GEREKÇE :Talep, davalı anonim şirket genel kurulunda alınan kararların iptali ve davalı şirket yönetim kurulunun görevden alınarak şirkete kayyım atanması isteminden ibarettir. (TTK’nun m. 445, 446, 449; 364)
Davacı, davalı anonim şirketin ortağıdır. Davalı şirkette dava tarihi itibariyle 2300 hissesi (%8,51) bulunmaktadır. Şirketin diğer hisseleri … ailesinin fertlerine aittir.
Davacı nizalı genel kurulda alınan 3, 4, 5 ve 7 nolu kararların yasa, ana sözleşme ve iyi niyet kaidelerine aykırı olduğunu ileri sürerek iptalini talep etmekte, ilaveten şirketin kötü yönetildiğini ileri sürerek, yönetim kurulunun görevden alınmasını ve şirkete yönetim kayyımı atanmasını talep etmektedir. Davalı taraf ise, iddiaların doğru olmadığını, alınan kararların yasa ve ana sözleşmeye uygun olduğunu bildirerek haksız surette açılan davanın reddine karar verilmesi gerektiğini savunmaktadır.

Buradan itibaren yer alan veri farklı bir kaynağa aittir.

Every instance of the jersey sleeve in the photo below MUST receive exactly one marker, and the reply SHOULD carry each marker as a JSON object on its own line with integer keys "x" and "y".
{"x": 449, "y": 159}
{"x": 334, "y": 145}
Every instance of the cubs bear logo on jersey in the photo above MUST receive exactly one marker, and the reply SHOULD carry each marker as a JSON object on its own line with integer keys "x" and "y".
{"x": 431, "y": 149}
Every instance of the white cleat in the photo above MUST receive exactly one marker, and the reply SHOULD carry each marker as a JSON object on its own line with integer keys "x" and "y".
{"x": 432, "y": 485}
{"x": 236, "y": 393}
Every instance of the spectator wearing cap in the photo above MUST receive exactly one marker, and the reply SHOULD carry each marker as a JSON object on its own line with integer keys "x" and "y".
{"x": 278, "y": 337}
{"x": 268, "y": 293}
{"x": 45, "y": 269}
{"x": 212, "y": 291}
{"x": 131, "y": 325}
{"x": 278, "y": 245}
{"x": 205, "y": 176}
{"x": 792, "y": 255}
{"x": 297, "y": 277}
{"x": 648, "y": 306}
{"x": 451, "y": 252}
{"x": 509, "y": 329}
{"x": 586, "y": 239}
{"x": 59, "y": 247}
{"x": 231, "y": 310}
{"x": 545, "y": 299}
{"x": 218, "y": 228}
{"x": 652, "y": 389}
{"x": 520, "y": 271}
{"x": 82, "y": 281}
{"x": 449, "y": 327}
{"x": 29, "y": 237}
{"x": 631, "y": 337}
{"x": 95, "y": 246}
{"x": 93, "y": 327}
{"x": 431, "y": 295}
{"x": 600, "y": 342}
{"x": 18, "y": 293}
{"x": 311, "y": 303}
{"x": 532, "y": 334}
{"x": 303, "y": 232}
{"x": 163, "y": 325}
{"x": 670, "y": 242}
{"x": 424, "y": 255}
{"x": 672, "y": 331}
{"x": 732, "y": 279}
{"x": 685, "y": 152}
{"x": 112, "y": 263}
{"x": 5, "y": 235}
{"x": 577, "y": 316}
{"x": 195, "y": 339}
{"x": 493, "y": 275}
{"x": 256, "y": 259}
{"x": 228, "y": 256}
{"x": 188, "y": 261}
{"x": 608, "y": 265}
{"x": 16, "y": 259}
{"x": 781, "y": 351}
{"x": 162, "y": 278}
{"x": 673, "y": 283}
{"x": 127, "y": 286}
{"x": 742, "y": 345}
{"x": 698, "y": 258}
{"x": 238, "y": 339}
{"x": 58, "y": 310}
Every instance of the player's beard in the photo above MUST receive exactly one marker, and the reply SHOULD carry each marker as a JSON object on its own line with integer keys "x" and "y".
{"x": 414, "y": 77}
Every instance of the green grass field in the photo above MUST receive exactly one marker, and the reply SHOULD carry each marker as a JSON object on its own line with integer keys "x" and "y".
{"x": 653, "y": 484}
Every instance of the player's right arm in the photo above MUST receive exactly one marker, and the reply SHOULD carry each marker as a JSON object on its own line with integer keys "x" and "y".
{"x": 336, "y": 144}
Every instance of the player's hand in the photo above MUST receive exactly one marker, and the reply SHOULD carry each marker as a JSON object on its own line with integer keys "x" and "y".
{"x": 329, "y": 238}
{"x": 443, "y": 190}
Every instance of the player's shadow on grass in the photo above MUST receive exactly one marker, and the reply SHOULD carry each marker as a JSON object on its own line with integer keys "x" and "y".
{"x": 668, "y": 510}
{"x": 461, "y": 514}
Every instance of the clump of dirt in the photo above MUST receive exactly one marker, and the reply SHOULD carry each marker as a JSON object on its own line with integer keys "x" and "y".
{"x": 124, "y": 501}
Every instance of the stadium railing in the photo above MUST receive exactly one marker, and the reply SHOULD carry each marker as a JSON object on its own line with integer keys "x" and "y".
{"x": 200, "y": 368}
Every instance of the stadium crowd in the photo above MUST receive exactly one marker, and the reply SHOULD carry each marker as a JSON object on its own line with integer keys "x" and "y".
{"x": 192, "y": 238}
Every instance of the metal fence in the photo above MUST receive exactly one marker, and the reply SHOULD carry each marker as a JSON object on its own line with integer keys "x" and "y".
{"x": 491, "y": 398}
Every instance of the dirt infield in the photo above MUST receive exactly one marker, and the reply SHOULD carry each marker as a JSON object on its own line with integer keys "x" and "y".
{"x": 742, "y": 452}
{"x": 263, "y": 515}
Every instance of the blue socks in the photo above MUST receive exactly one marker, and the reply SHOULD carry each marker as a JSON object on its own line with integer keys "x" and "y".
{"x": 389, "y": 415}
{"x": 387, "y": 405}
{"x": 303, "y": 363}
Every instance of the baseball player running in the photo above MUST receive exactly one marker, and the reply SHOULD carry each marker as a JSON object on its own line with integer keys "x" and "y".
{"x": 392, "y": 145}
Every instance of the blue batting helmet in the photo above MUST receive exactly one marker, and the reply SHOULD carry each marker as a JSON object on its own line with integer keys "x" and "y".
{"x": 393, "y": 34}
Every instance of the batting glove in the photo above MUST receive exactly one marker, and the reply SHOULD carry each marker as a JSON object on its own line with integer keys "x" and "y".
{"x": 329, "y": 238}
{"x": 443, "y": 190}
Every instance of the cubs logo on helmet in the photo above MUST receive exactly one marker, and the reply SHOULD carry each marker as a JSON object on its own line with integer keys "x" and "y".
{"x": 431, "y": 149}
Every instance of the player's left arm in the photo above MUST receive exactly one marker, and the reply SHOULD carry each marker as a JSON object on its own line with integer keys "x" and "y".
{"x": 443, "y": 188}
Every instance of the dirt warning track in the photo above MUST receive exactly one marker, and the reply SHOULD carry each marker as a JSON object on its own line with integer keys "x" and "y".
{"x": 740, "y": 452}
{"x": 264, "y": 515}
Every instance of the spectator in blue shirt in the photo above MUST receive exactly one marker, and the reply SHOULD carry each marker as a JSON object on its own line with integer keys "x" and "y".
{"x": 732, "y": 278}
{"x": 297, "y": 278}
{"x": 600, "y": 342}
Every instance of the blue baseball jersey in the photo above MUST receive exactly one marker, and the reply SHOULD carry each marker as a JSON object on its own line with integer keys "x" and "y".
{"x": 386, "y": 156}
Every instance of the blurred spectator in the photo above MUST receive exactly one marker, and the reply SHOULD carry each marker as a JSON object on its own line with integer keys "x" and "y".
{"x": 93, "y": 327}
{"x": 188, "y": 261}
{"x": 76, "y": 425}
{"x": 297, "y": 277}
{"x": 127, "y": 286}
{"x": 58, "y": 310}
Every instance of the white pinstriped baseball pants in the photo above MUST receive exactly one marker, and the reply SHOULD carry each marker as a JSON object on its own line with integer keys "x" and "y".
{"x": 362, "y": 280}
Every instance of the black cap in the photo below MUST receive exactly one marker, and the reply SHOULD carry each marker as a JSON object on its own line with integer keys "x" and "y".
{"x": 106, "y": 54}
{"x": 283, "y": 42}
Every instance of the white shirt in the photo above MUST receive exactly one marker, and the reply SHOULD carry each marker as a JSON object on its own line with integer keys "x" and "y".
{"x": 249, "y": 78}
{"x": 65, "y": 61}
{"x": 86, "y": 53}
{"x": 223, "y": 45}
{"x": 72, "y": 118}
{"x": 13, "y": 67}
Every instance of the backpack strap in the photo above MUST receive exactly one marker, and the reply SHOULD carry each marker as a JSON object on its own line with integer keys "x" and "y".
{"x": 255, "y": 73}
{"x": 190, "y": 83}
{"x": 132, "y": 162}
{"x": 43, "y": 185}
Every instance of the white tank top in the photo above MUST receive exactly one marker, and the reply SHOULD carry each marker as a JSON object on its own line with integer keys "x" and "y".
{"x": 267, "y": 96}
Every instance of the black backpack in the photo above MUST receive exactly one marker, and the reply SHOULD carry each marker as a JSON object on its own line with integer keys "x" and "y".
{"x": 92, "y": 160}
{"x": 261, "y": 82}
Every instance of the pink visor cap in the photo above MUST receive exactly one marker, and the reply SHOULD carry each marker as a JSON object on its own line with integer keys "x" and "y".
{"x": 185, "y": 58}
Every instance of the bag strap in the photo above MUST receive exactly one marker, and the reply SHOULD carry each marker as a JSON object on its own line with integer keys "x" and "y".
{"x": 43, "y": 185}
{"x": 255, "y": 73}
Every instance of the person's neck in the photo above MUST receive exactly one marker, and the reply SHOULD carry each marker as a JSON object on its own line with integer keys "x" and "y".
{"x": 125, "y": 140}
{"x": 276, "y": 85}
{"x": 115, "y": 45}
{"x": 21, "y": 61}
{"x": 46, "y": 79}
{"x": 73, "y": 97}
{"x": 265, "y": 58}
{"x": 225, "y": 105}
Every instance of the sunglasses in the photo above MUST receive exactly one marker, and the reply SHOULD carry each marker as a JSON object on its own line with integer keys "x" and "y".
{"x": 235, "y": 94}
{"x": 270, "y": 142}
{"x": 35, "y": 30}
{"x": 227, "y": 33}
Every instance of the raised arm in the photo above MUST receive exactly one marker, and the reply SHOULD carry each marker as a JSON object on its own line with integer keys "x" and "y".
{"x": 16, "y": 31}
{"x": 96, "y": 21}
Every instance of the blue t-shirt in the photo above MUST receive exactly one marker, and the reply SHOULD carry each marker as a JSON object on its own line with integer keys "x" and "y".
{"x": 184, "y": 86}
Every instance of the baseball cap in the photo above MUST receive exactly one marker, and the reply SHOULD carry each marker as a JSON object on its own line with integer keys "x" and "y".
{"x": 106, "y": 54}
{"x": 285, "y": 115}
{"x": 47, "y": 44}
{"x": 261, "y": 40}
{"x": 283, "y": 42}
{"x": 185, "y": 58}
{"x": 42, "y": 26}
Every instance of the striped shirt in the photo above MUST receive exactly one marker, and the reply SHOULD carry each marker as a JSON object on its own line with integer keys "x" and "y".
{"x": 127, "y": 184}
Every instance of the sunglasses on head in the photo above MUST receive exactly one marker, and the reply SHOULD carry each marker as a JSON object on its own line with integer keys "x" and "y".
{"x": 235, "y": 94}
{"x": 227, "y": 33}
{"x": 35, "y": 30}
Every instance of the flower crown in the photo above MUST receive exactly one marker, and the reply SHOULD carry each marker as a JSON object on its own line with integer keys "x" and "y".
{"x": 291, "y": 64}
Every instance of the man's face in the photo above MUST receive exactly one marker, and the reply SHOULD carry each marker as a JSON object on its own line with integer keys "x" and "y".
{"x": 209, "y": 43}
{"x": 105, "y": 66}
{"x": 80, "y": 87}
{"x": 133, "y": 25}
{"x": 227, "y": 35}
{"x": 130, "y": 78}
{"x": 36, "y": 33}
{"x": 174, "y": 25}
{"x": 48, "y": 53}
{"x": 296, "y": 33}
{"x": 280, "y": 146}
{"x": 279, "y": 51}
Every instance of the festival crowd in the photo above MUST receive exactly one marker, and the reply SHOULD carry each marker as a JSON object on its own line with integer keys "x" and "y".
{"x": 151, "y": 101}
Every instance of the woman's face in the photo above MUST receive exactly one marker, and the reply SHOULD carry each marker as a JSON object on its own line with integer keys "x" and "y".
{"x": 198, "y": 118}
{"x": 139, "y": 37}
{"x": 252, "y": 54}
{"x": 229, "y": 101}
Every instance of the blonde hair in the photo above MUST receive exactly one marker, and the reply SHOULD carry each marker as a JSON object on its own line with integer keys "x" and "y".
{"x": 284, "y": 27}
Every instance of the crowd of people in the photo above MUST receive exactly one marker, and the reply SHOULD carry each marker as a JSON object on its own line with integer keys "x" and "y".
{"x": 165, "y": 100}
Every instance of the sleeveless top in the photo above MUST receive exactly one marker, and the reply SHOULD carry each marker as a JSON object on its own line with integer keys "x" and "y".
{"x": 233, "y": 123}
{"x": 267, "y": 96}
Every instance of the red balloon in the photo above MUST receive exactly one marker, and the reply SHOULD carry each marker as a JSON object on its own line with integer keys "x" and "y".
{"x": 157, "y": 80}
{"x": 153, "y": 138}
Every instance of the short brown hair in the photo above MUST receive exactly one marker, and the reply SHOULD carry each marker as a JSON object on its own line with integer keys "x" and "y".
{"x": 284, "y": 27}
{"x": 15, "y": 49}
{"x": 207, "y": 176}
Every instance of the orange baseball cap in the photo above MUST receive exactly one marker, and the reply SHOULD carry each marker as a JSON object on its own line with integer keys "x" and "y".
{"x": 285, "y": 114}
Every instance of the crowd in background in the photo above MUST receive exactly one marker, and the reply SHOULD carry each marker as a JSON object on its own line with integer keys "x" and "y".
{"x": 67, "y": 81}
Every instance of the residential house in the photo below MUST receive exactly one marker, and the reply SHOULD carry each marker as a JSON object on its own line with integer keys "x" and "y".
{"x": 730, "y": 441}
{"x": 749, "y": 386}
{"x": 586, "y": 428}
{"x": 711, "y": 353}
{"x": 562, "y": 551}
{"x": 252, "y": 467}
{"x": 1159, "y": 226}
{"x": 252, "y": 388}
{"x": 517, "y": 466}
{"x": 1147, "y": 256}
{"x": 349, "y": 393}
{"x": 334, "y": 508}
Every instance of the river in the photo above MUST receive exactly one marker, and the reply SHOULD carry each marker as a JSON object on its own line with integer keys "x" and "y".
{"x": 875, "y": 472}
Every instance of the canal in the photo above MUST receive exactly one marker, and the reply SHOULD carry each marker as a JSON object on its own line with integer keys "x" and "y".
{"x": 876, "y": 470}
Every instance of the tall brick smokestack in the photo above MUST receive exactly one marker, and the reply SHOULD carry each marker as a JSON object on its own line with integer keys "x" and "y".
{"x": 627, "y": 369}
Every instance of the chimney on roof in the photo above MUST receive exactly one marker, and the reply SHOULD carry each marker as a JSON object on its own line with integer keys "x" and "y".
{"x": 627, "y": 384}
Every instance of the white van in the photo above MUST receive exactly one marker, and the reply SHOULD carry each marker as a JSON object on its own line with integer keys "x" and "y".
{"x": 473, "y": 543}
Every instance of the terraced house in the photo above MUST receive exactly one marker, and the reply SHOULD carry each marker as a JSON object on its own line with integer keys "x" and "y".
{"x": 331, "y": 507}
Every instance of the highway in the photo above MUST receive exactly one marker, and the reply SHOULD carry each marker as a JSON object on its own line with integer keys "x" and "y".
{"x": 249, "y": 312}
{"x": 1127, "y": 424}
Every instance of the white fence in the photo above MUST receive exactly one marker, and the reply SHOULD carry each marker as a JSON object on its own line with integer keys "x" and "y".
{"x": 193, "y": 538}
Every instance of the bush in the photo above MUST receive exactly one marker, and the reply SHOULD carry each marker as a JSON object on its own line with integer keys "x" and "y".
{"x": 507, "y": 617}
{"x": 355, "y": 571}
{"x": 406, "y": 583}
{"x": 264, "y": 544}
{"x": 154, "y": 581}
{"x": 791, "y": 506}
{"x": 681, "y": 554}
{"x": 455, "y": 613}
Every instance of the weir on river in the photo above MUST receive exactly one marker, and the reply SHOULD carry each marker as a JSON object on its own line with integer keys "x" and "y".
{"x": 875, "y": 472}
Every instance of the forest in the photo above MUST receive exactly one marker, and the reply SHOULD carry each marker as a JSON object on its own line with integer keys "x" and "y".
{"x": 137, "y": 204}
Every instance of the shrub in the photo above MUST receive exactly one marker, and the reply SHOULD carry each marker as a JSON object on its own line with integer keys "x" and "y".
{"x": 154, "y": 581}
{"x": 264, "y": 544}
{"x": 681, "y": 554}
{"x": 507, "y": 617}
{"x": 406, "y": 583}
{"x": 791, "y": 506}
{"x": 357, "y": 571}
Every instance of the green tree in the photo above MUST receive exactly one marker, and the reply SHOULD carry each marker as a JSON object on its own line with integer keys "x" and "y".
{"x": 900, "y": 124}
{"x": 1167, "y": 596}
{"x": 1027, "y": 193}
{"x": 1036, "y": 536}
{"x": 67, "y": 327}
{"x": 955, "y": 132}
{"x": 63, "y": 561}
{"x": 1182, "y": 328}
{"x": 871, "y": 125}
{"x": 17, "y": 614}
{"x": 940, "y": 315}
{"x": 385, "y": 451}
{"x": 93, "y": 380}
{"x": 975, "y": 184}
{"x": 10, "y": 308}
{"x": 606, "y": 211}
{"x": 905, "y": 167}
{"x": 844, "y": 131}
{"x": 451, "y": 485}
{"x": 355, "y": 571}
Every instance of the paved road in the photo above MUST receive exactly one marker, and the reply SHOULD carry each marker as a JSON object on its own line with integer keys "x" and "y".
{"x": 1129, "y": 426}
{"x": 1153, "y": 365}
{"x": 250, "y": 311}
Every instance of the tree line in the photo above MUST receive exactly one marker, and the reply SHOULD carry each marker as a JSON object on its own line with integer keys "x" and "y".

e-imzalı e-imzalı e-imzalı e-imzalı

Davacı, niza konusu yaptığı 2016 yılına ilişkin 11.04.2017 tarihili genel kurula katılmış, iptalini istediği maddeler yönünden muhalefette bulunmuş, buna ilişkin şerhini tutanağa işletmiştir. Dolayısıyla TTK’nun 446. maddesindeki dava açma koşulunun yerine getirildiği anlaşılmıştır.
Dava, genel kurul tarihinden itibaren TTK’nun 445. maddesindeki açıklanan üç aylık yasal süre içerisinde açılmıştır.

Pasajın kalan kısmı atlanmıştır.